Il documento dei commissari è stato depositato al tribunale civile di Roma, a disposizione di tutti i creditori, che sono parte in causa delle procedure concordatarie, scattate dopo la revoca, che ha determinato la difficoltà finanziaria di Strada dei Parchi e di tutta la holding, privata dal flusso di cassa dei pedaggi.
Ad occuparsi della delicatissima vicenda sono sempre di più i tavoli convocati al Ministero delle Infrastrutture.
Con una inversione a “U” rispetto al precedente muro contro muro, anche gli uffici del ministero guidato da Matteo Salvini, hanno infatti deciso di percorrere la strada dell’accordo transattivo, per una cifra che rappresenterà certo comunque un salasso per i cittadini.
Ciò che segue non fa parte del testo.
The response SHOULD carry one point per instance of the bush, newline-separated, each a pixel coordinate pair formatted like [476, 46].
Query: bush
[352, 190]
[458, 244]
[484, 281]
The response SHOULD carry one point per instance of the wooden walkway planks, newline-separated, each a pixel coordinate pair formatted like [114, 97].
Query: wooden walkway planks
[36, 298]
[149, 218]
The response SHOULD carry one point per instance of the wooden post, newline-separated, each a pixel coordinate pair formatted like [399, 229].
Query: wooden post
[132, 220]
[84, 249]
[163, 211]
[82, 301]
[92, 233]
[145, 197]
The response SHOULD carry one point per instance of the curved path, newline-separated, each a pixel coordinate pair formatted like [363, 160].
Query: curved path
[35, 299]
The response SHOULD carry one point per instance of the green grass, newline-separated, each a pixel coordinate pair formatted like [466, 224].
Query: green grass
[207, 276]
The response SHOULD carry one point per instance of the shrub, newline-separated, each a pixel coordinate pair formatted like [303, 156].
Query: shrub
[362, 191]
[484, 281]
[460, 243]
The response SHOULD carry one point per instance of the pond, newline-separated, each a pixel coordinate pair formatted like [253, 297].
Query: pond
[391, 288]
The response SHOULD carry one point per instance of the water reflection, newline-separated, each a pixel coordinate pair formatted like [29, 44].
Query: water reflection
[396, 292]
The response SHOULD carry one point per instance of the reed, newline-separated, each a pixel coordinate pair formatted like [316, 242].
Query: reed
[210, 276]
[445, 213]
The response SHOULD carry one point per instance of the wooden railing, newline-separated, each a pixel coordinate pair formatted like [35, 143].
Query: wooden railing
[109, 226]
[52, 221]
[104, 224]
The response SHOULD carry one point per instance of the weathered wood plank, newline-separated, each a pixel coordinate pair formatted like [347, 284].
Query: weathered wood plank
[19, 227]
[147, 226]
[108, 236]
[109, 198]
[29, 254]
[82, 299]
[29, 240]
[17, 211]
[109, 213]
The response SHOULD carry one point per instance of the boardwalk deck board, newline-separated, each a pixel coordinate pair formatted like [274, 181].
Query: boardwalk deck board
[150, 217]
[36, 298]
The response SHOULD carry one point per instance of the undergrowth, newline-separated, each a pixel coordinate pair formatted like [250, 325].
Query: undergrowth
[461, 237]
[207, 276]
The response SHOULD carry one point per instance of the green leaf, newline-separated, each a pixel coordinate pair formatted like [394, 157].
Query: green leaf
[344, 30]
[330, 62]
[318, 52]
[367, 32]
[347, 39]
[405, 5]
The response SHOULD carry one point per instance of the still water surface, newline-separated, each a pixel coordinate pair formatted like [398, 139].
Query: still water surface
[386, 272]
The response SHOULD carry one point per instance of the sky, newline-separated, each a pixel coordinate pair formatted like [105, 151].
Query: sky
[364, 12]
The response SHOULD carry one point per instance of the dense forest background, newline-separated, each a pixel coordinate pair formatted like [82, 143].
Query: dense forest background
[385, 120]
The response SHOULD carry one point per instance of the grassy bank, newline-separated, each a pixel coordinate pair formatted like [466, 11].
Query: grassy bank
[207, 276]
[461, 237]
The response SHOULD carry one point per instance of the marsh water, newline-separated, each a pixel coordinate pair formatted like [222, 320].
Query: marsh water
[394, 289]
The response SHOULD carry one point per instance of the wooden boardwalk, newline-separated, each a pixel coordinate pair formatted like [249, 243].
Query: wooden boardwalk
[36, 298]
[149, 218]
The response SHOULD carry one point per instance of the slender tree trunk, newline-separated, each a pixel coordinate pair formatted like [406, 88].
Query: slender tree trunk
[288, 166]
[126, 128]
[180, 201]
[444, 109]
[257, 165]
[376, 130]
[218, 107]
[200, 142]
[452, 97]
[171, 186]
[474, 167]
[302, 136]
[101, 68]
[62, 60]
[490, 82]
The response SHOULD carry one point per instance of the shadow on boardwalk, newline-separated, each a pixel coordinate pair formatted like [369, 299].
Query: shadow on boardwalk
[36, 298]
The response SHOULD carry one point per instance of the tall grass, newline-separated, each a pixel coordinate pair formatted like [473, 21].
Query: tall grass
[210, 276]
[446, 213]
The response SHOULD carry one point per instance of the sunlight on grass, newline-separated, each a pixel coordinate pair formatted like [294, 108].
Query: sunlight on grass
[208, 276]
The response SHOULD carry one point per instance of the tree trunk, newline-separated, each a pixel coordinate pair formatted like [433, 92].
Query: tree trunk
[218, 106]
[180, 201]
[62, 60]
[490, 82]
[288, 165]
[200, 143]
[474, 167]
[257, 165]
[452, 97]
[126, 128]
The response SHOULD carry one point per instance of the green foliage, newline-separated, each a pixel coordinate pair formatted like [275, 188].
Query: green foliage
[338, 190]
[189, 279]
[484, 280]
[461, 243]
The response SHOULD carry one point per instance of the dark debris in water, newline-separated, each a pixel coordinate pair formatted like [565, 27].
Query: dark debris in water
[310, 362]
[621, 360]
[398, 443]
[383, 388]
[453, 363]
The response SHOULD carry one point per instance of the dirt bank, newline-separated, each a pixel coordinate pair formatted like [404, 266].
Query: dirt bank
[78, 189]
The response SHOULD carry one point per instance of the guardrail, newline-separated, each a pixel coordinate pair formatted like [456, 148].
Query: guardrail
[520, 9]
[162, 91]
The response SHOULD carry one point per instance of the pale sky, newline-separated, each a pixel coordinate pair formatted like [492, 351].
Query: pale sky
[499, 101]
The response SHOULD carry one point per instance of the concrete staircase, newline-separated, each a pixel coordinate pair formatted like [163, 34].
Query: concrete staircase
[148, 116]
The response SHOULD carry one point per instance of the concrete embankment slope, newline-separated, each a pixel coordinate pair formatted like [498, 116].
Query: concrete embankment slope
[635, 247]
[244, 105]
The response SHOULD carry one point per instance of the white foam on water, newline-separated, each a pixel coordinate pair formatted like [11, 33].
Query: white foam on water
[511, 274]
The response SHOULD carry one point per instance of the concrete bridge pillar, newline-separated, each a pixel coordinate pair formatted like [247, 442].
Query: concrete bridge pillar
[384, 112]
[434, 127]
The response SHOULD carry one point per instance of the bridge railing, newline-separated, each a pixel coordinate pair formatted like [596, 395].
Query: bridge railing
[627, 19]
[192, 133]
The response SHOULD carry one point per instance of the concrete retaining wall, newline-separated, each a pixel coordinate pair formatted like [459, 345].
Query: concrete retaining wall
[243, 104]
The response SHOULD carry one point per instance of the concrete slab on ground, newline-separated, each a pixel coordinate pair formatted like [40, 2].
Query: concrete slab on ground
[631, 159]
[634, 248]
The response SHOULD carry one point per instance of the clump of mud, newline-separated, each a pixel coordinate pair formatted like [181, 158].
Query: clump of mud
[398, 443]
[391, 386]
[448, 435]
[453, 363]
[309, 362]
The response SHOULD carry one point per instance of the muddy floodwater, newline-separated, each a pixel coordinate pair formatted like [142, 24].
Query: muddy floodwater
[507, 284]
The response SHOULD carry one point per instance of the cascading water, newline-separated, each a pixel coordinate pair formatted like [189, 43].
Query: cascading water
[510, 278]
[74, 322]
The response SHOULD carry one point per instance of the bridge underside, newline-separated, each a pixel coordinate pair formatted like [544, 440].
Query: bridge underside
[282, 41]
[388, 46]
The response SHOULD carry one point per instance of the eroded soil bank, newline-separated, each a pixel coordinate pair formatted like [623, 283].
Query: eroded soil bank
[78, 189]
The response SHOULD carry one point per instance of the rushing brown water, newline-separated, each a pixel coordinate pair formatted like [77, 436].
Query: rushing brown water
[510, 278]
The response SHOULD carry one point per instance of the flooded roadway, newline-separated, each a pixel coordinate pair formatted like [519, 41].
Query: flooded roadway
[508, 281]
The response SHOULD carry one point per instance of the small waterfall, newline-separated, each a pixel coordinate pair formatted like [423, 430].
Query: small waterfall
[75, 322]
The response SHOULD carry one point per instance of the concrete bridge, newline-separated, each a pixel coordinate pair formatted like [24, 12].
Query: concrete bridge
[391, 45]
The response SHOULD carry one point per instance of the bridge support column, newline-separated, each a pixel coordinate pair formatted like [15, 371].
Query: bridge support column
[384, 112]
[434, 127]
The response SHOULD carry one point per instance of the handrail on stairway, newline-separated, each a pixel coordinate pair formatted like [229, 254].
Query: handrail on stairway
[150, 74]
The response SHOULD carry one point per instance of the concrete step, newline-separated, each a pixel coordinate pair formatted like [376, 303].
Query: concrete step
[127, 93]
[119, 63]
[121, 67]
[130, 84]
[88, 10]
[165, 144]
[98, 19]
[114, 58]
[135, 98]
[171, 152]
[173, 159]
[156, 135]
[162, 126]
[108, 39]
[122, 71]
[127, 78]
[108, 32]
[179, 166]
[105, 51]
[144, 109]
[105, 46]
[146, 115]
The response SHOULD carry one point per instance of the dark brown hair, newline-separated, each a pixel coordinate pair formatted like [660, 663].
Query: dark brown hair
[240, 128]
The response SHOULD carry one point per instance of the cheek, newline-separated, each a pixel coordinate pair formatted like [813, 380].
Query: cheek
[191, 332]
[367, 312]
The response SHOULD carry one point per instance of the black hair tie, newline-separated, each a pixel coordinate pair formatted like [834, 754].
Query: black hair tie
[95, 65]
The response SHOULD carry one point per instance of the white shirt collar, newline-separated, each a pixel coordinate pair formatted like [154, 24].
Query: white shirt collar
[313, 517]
Secondo gli stessi uffici, il valore dell’indennizzo vale 2,130 miliardi, così suddiviso: un miliardo circa a titolo di capitale investito, 949 milioni circa come “credito per riequilibrio del Piano economico finanziario”, e quasi 181 milioni di euro a titolo di credito per i mancati adeguamenti tariffari dei pedaggi, maturati nel periodo 2015-2022, più vari interessi e altre voci.
Un accordo da trovare per di più in tempi strettissimi e con una corsa contro il tempo: nello stesso decreto legge del 7 luglio, si era stabilito che entro 12 mesi si sarebbe dovuta fissare la cifra della liquidazione, oltre che riassorbire in Anas i dipendenti di Strada dei parchi e altre altre società satelliti impegnate nella gestione dell’infrastruttura.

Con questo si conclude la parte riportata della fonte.